KY: Yelken çok fiziksel bir şey. Dışarıdan bakanların göremeyeceği kadar ciddi bir spor.
BM: Tabii, üç gün, dört gün yelken yapmak ciddi bir efor. Yoruluyorsun! Denizde geçirdiğimiz her gün kilo veriyoruz. Mesela çok iyi uyuyamıyorsun. Uyuduğunu sanıyorsun ama teknenin en ufak bir hareketini bile hissediyorsun. Bunu sürekli yapınca vücut ve beyin artık aynı performansı gösteremiyor, dinlenmek gerekiyor.
KY: Buna rağmen vazgeçmiyorsunuz!
BM: Yelkenle gitmek, denize yakın olmak, doğayla barışık olmaya çalışmak, rüzgarı doğru kullanıp tekneyi yürütebilmek, bunların hepsini her hava koşulunda yapabilmek, bir kere bu insanı sürekli zinde tutan bir şey. Büyük bir heyecan bu. Devamlı adrenalin. Bir mücadele veriyorsun. Bir şeyi başarmak, bir amaca ulaşmak için çabalıyorsun. Buna uygun bir kişiliğiniz varsa, yelken muhteşem bir uğraş. Bana çok soruluyor mesela. "Hiç korkmuyor musun?" diye. Korkuyorum elbette, herkes gibi, herkes kadar. Ama bunu seviyorum da!
KY: Zaten siz aslında yarışçısınız. En son Türkiye Turu rekor denemeniz olmuştu.
BM: Evet malesef, bir elektrik arızasından dolayı bırakmak zorunda kaldım. Bir açıdan bakınca, Türkiye Turu Atlantik geçişinden daha zor aslında. Atlantik'te öyle çok fazla manevra yapmıyorsunuz. Türkiye Turu'nda ise çok farklı denizlerle, sürekli değişen havalarla baş etmek durumundasınız. Ayrıca ciddi bir deniz trafiği var.
KY: Turu bırakınca ne hissettiniz?
BM: Çok kızdım! Kendime, Ömer’e, herkese çok kızdım. Çok uzun sürdü bu kızgınlık. Bir başarısızlık duygusu oluyor. Tabi düşünmek ve hazmetmek gerekiyor. Hala düşünüyorum. Bu duyguyla baş edebilmek ve sürekli öğrenmeye açık olmak gerekiyor.
KY: Tekrar deneyecek misiniz?
(BURADA BAĞLANTI SORUNU NEDENİYLE SÖYLEŞİMİZ KESİLİYOR. BİRKAÇ SAAT SONRA YENİDEN BAĞLANTI KURMAYI BAŞARIYORUZ.)
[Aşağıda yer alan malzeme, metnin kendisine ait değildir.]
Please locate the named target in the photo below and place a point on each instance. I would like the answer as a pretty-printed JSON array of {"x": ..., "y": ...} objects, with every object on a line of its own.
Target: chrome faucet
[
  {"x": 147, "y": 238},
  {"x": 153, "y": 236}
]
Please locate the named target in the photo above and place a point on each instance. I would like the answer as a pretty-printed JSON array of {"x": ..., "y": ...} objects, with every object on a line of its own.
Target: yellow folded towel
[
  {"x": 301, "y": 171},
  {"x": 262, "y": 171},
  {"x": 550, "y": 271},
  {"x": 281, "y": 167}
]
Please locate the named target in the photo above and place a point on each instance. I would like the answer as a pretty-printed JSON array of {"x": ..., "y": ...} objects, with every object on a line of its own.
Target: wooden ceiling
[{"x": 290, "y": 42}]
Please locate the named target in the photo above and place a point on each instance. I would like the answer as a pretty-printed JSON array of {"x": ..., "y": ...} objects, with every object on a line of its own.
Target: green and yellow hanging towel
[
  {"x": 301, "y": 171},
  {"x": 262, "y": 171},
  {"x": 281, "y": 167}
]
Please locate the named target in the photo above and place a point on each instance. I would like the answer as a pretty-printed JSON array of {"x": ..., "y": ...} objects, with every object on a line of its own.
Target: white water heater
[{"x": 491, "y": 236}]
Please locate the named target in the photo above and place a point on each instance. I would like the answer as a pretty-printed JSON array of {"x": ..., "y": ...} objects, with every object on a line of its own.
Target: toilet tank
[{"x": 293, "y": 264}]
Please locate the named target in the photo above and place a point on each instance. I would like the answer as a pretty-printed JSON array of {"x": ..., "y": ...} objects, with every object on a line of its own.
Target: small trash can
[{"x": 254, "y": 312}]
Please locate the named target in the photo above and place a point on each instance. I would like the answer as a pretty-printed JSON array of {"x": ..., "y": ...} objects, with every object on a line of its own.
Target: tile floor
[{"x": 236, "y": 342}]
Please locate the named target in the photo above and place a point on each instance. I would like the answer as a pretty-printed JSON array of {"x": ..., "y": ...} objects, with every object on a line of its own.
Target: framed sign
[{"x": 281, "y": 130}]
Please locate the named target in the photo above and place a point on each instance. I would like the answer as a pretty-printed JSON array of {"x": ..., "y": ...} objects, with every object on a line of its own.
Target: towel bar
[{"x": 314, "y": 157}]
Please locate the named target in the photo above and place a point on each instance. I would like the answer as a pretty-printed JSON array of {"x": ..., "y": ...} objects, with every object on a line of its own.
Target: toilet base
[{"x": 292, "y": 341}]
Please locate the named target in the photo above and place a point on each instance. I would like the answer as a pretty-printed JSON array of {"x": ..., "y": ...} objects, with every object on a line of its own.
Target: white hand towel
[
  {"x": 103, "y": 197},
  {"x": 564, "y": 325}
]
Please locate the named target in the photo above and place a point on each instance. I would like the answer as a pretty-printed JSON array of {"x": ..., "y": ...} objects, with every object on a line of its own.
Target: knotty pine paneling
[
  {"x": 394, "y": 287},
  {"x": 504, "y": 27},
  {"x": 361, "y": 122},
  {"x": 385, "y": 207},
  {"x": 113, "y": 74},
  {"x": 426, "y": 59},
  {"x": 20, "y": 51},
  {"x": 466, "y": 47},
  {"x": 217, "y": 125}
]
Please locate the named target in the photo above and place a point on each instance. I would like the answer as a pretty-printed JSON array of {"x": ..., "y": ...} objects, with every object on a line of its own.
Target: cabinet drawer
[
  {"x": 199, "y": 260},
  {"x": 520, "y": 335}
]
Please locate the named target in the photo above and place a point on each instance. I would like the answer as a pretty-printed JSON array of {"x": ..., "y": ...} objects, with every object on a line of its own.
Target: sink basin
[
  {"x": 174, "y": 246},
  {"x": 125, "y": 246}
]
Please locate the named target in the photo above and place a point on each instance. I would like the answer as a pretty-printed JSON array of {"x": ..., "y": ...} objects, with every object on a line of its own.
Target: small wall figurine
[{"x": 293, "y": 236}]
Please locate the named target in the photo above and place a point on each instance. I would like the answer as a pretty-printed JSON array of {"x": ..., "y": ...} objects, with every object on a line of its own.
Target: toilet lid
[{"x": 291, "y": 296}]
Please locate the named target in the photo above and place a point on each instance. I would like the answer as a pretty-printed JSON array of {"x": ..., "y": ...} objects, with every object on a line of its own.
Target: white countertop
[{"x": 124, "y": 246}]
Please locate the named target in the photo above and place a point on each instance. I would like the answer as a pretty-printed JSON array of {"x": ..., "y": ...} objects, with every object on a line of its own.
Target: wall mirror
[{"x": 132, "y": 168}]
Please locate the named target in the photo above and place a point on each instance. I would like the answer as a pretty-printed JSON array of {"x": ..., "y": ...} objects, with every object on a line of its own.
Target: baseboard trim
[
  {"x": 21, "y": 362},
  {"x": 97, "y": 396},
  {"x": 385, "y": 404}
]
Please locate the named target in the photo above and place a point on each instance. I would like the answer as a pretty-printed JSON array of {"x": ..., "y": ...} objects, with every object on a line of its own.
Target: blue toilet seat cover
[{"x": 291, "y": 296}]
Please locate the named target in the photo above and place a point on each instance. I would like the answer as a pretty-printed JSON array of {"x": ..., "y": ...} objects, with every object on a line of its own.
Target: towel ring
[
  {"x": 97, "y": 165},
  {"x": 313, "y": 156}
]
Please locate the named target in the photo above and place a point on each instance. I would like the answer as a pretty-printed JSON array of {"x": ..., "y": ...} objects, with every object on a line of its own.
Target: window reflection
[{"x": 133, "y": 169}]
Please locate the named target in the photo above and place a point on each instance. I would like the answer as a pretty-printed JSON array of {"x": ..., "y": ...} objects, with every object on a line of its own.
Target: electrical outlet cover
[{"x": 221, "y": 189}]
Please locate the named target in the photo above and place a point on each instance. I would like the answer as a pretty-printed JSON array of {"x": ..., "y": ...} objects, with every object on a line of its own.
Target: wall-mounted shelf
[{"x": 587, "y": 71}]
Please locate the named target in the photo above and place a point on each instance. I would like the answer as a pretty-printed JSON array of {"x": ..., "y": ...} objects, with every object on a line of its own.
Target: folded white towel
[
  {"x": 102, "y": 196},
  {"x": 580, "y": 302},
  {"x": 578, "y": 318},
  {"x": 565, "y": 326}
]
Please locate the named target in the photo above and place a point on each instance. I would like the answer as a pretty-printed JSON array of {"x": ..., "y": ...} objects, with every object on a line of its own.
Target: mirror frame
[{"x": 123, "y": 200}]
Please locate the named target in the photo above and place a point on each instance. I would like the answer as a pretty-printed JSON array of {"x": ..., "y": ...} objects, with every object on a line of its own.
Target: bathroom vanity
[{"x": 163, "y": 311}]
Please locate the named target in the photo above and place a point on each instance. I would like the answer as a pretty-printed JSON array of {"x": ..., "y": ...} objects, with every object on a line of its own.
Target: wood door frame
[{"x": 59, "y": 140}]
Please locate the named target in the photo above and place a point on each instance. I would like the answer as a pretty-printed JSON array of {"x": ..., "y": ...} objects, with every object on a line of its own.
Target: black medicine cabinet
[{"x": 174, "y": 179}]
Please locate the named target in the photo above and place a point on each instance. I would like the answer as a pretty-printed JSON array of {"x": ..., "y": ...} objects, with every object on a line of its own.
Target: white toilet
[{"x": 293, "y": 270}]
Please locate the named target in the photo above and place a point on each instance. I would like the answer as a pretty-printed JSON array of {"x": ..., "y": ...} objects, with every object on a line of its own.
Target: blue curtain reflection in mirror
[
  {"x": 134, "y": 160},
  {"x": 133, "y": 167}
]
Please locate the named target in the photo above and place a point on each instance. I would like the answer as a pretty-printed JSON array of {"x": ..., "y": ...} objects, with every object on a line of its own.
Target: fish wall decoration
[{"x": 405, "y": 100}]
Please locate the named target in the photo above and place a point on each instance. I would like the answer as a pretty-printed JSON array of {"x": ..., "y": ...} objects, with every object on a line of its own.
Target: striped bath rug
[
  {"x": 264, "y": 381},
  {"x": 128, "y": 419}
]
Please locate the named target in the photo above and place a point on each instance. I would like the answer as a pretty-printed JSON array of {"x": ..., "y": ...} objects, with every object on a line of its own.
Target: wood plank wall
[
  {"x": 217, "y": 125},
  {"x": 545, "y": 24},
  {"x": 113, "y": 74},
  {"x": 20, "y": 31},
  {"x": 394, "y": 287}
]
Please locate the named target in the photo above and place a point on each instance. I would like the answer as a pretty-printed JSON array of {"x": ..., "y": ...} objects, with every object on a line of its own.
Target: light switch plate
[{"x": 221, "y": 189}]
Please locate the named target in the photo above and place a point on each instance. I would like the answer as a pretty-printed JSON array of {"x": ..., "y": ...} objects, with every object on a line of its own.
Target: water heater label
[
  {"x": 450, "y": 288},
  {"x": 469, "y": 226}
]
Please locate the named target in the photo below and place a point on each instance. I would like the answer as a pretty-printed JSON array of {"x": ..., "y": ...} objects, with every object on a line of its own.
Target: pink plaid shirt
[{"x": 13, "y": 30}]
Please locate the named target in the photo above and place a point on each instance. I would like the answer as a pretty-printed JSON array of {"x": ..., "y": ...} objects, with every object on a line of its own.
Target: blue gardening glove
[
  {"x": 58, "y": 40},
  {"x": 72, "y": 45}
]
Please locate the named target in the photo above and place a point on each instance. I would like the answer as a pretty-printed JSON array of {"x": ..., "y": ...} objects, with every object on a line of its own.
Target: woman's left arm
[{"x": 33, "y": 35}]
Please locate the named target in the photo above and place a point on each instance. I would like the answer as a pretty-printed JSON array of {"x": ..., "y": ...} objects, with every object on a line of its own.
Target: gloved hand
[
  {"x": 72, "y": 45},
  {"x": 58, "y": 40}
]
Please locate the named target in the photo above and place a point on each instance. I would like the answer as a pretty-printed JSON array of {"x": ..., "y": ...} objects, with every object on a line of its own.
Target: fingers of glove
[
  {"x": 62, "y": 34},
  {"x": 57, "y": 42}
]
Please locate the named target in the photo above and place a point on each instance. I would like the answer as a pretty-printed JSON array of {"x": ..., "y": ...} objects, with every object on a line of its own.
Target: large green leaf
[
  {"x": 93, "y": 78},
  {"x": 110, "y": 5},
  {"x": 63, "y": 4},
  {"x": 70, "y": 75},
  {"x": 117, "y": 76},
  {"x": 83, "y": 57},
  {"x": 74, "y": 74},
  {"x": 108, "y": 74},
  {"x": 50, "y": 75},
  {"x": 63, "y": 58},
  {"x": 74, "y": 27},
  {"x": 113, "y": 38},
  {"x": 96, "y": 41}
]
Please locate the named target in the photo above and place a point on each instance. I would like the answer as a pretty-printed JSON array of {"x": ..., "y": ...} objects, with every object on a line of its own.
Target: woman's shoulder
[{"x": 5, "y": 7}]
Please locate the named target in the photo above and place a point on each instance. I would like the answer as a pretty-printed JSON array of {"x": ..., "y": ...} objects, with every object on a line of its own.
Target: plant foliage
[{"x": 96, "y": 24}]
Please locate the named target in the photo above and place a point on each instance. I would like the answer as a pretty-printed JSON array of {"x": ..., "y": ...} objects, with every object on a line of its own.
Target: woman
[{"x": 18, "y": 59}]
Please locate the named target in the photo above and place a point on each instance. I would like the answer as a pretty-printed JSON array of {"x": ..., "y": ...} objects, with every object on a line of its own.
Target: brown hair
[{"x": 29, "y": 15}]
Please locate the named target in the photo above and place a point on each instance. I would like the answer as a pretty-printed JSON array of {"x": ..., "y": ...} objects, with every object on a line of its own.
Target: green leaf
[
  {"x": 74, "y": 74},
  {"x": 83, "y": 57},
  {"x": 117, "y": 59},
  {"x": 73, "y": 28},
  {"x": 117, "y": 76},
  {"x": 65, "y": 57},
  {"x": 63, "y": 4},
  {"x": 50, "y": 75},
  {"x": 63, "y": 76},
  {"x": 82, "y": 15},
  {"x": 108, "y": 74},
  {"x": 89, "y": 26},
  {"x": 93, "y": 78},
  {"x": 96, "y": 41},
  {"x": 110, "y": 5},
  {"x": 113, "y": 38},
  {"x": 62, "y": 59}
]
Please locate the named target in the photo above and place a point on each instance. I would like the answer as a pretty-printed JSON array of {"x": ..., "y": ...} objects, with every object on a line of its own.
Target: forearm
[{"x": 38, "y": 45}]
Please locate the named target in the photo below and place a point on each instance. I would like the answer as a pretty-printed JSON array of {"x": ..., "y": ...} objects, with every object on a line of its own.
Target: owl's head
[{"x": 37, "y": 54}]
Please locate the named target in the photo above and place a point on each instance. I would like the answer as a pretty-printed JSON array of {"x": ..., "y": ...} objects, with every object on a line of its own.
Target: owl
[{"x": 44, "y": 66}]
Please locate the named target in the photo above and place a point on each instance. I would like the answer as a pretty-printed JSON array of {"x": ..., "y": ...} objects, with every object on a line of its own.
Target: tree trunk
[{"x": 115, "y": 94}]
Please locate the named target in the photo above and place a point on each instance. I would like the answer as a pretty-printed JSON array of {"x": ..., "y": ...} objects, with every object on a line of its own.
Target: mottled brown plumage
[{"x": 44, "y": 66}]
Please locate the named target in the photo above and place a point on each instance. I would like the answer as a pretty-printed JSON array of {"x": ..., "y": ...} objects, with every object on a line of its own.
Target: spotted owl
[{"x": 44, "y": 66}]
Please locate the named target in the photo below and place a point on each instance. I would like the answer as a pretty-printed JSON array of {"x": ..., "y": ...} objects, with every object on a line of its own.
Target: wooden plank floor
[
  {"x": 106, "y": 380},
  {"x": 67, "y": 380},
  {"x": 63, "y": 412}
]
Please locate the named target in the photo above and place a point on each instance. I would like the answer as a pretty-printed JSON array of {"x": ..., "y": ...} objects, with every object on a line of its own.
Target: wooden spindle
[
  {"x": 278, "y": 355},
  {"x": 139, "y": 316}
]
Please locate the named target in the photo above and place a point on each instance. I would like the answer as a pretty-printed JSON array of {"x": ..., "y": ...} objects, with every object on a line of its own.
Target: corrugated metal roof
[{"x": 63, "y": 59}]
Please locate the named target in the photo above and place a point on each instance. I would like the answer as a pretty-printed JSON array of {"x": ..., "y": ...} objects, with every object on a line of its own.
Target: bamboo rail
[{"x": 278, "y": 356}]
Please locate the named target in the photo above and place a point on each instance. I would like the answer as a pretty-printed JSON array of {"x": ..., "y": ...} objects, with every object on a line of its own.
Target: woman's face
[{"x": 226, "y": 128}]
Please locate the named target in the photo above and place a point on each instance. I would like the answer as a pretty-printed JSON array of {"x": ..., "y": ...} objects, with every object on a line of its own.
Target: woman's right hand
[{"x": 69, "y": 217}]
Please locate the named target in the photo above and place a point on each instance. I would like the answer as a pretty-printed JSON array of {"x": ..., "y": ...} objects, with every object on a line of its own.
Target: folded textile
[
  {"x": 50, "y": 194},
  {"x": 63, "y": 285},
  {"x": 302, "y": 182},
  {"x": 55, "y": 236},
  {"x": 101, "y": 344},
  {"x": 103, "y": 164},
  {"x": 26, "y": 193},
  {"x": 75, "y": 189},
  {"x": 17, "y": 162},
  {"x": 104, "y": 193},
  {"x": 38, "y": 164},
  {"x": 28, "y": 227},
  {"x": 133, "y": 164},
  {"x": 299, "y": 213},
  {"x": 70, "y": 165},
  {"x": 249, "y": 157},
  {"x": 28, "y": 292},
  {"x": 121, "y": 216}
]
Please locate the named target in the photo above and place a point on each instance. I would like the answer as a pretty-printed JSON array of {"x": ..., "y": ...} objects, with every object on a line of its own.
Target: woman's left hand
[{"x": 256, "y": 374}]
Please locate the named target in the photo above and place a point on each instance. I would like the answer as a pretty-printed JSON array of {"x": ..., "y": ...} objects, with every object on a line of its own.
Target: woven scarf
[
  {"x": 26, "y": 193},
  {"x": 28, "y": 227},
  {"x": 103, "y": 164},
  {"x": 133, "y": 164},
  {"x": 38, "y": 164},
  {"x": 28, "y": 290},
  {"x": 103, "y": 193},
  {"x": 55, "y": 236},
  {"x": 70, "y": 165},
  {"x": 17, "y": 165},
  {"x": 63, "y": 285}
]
KY: Slm. En son "Tekrar deneyecek misiniz?" diye sormuştum.
BM: Kesinlikle! Dünya turu biter bitmez soluğu Hopa'da alacağım ve başladığım işi bitireceğim. Yarış işin bir kısmı ama bir de açık denizlerde tek başına olmak var. Zaten hedefim Atlantik geçişini yapan ilk Türk kadın yelkenci olmak. Biliyorsunuz bizde erkekler yapıyor bunu ama henüz bir kadın çıkmadı. Zaten erkekler yapınca "Bravo!" diyenler, ben yapayım deyince "Ne gerek var!" oluyorlar.
KY: Aslında kadın erkek ayrımı olmayan bir spor bu. Kategorik olarak eşitlikçi görünüyor. Siz ayrımcılığı en çok hangi noktalarda yaşıyorsunuz?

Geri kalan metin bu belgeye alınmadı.